Batman Üniversitesi ile Sosyoder Derneği tarafından on farklı şehirdeki üniversitelerin sosyoloji bölümlerinde okuyan sosyoloji lisans ve yüksek lisans öğrencilerinin katıldığı "Sosyal Değişme ve Gençlik" temalı "3. Sosyoder Gençlik Kongresi" düzenlendi.

"3. Sosyoder Gençlik Kongresi" Batı Raman Kampüsü Rektörlük Konferans Salonu’nda düzenlendi.

Kongreye Rektör Prof. Dr. Aydın Durmuş, Sosyoder Başkanı Prof. Dr. Sami Şener, Batman Üniversitesi öğrencileri ile Türkiye’nin çeşitli üniversitelerinden öğrenciler katıldı.

Kongrede konuşma yapan Rektör Durmuş, "Batman Üniversitesi Rektörü olarak dinimizin ilk emri olan ‘oku’ emrini yerine getiren bir gençlik istiyorum. Üniversitede hep bunun için çalışıyoruz. Öğrencilerimizin yüzleri gülsün, mutlu olsun istiyoruz. Hangi görüşte olursa olsun ama mutlu olsun öğrencilerimiz. Sadece bunun için uğraşıyoruz." dedi.

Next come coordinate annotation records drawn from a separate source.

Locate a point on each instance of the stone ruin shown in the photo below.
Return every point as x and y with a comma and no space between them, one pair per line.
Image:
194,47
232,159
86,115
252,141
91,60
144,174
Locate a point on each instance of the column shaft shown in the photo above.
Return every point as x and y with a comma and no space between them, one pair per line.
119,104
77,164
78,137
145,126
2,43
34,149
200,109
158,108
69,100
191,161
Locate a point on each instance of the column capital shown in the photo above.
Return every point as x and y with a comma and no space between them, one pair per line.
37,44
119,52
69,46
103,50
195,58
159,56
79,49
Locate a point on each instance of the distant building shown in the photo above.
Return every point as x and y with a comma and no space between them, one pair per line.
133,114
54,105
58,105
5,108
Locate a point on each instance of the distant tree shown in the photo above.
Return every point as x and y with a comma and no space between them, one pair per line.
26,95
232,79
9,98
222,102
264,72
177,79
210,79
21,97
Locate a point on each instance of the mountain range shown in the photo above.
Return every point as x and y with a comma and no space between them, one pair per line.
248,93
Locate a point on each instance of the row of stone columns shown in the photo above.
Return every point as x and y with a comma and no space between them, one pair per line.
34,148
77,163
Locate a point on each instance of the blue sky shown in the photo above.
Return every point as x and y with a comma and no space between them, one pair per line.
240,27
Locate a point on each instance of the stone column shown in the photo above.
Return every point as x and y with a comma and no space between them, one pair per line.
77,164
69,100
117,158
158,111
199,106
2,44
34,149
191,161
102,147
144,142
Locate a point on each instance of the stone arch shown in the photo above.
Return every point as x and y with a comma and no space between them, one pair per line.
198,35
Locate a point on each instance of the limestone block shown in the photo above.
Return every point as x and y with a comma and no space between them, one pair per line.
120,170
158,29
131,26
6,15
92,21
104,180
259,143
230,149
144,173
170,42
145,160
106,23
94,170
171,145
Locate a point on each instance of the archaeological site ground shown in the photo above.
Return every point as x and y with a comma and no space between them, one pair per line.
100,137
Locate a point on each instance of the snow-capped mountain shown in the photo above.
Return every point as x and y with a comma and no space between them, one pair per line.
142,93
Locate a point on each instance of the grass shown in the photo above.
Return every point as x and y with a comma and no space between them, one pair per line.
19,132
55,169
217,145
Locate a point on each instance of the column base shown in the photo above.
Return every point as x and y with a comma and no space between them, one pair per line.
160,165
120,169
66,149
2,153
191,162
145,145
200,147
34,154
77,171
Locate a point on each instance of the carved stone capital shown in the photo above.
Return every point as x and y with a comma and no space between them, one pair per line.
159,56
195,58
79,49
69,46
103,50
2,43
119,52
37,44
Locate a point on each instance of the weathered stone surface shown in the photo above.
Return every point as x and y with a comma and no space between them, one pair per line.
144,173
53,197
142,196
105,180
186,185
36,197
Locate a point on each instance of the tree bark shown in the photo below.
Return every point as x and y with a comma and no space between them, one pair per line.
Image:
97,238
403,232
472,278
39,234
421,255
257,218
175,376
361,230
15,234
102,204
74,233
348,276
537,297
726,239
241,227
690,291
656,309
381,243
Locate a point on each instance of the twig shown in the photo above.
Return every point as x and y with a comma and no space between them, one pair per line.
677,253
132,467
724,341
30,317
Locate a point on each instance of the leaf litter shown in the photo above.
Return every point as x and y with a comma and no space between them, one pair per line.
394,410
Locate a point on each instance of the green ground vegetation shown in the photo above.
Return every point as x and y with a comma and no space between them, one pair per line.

Günümüzde dünyanın algı operasyonlarıyla yönetildiğini ifade eden Durmuş, "Algı operasyonlarının farkında olmak gerekiyor. Okumalı ve okuduğunu anlamalı. Onun için sizden ricam okuyun okuduğunuzu yorumlayın. Neden bu adam bu kitabı yazmış amacı neymiş bunu iyi anlayın. Sizler çok köklü bir tarihe sahip kadim bir milletin evlatlarısınız, bu yüzden insanların yazdıkları kitaplara araştırmadan inanmayın. Aklınızı ve fikrinizi kimseye kiraya vermeyin. Onun için sevgili gençler çok akıllı olmak lazım." diye konuştu.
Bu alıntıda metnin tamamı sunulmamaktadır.